ARTnews, Summer 2004
DIETZ GALLERY
Howard Barash’s midcareer retrospective offered the first opportunity
for viewers to see the private output of this photographer, who has
worked commercially for over 30 years. Technically sound and carefully
composed, Barash’s photographs deliver crisp objectivity and keen
observation.
The
exhibition abounded with pictures of nature at various moments of the
day. Barash has photographed the fog lifting off the Miramichi River in
Nebraska and captured the intersection of the mountains, the hot sun,
and the flat terrain in Death Valley. In New Brunswick, Canada, Barash
snapped aerial images of a long highway slicing through a thick and
verdant forest.
Barash has also paid close attention to
small-town America. More a mirror than anything else, his photograph Rhode Island (1987), showing a white house with an array of rainbow-colored chairs, or his image Kent, CT (1982), depicting a lakeside area, gives us glimpses of a suburban life into which blissful associations are easily inserted.
In spite of the everyday focus that
characterizes Barash’s house scenes, two photographs in the show were
particularly unusual.

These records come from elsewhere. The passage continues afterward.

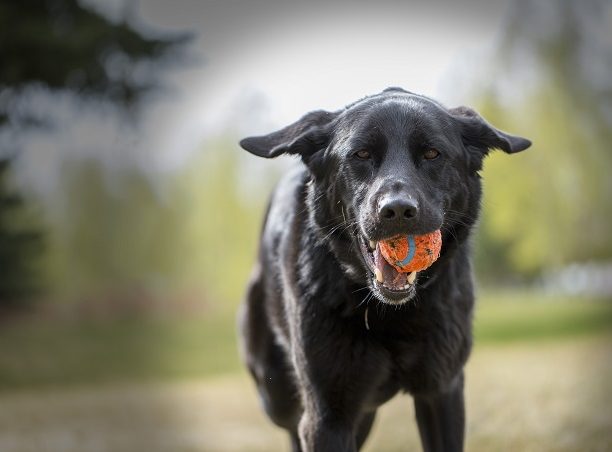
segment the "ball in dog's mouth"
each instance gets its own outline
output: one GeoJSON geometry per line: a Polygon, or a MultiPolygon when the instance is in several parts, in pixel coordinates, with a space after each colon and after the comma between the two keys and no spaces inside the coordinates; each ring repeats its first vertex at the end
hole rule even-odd
{"type": "Polygon", "coordinates": [[[439,230],[419,236],[402,235],[380,241],[361,240],[362,252],[373,273],[381,301],[401,304],[415,294],[417,273],[440,256],[439,230]]]}

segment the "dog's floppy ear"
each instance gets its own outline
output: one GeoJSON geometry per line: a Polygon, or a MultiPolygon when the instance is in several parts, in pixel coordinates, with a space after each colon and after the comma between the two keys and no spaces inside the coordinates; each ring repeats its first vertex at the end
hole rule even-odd
{"type": "Polygon", "coordinates": [[[338,113],[313,111],[276,132],[245,138],[240,141],[240,146],[259,157],[299,154],[307,160],[329,144],[331,125],[336,116],[338,113]]]}
{"type": "Polygon", "coordinates": [[[452,108],[449,113],[460,122],[463,141],[468,146],[482,150],[484,154],[490,149],[501,149],[508,154],[514,154],[531,146],[531,141],[527,138],[496,129],[471,108],[452,108]]]}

One depicts empty lawn chairs on top of a parked
Winnebago, taken in the Poconos, in Pennsylvania in 1982. In the
striking absence of people, the yellow-and-brown tartan seats appear as
an analogy for marriage—standing in for love and loss, anger and
tenderness, happiness and woe. The other picture of note is also at one
remove from direct human contact. Taken in 1975, the photograph
captures the sides of two dolls, one male and one female, through a
well-aged New York building. The picture is so elusive, without overt
comment or decree, that it stays in the mind.